Мы в это время дошли до оранжереи, и Гамбертен распахнул ее дверь.

Я рассматривал чудовищ с видом знающего человека, но моя гордость мгновенно растаяла от восклицания Гамбертена.

— Но сколько еще неизвестного во всем этом! Известны только кости. А какое тело было у них, какие мускулы, какие внутренние органы? Все это мы можем только предполагать.

III. В пещере чудовищ

В начале второй недели моего пребывания в Вязах наш маленький караван, состоявший, кроме нас с Гамбертеном, из Фомы и четырех дюжих парней да Сорьена, тащившего телегу, с зарей тронулся в путь, через лес, по направлению к месту раскопок.
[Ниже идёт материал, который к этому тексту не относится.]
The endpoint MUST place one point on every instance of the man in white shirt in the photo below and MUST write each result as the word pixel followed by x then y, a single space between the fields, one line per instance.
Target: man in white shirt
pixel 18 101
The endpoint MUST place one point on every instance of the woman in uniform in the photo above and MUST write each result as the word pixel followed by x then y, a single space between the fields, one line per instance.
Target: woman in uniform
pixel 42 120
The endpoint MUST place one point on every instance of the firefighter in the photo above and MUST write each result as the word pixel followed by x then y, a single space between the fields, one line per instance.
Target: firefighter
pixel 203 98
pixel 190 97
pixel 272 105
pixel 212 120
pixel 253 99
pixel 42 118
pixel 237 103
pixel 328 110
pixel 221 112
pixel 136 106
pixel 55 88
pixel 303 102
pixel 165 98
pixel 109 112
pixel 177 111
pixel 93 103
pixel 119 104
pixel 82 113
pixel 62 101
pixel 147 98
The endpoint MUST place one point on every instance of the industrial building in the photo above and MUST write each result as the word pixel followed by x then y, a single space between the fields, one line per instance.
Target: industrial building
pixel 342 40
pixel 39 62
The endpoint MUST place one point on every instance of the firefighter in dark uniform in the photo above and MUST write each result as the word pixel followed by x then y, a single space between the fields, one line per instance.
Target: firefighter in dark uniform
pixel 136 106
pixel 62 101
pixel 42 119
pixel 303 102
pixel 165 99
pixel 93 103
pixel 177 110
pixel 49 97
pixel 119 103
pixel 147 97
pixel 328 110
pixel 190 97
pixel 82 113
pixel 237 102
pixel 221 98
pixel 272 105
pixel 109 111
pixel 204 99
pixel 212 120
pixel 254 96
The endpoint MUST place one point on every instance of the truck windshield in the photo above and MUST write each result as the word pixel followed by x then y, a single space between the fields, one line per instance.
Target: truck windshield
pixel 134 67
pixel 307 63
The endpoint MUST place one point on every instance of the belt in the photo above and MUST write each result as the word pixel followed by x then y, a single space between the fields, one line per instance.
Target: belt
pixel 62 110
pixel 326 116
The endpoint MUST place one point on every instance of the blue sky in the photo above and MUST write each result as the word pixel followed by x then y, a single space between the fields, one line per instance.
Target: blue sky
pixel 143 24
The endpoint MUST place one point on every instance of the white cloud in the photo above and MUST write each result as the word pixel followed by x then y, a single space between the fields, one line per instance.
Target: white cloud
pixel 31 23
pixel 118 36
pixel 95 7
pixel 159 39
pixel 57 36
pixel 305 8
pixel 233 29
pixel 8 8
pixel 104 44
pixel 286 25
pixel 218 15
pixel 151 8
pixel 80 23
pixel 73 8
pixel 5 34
Мы двигались не спеша. Был еще только апрель, а жара стояла тропическая.

Я приближался к унылой горе не без страха. Мне казалось даже, что и в лесу, несмотря на его весенний наряд, было что-то зловещее. Чего-то не хватало, присущего весенней картине, но чего — я не мог определить.

Наконец, я понял. В лесу не слышно было щебетанья птиц. Я сообщил о своем наблюдении Гамбертену.

— Так всегда бывает в вулканических областях, — ответил он мне. — Животные боятся сейсмических волнений и угадывают места, где они возможны.

Дорога шла в гору и вскоре вывела нас на лужайку, которая впереди была ограничена отвесными скалами, помешавшими дальнейшему наступлению леса. В скале зияла пещера, как ужасная разинутая пасть. Огромные глыбы, несшиеся когда-то страшной лавиной, опередив другие, усеивали теперь лужайку.

Мы вошли в пещеру с зажженными факелами, все, не исключая и Сорьена с телегой.

— Обратите внимание, — сказал мне Гамбертен, — что наклон почвы все время продолжается. Мы все еще идем по дну древнего моря, очень слабо повышающегося к берегу.

Скалы, нагромождаясь друг на друга, оставляли между собой случайные пустоты, — мы сейчас двигаемся по одной из них.

Наконец, мы достигли громадной круглой залы, дно которой было все изрыто; черневшие по бокам отверстия свидетельствовали о наличии дальнейших разветвлений пещеры.

— Однако, ваш грот не отличается прохладой, — сказал я, вытирая пот со лба.

— Еще бы. Ведь мы двигаемся по направлению к ходу закрытого кратера. Прохлады здесь не может быть…

— Гамбертен! Неужели вы говорите правду?

— Разумеется. Но бояться вам нечего. До кратера целых пятнадцать километров.

Гамбертен принялся было за свои объяснения, но я перебил его.

— Тише. Я слышу журчание ручья…

— Ну, так что же. Я знаю. А откуда же, по вашему, текут ручьи? Ну, полно вам дурачиться. Пора за работу.

Я с радостью схватился за кирку и принялся действовать ею, как умел, чтобы заглушить тревожное чувство, не покидавшее меня с тех пор, как мы очутились в молчаливом лесу, и усиливавшееся от сознания, что я не сумел бы найти выход из этой мрачной пещеры чудовищ.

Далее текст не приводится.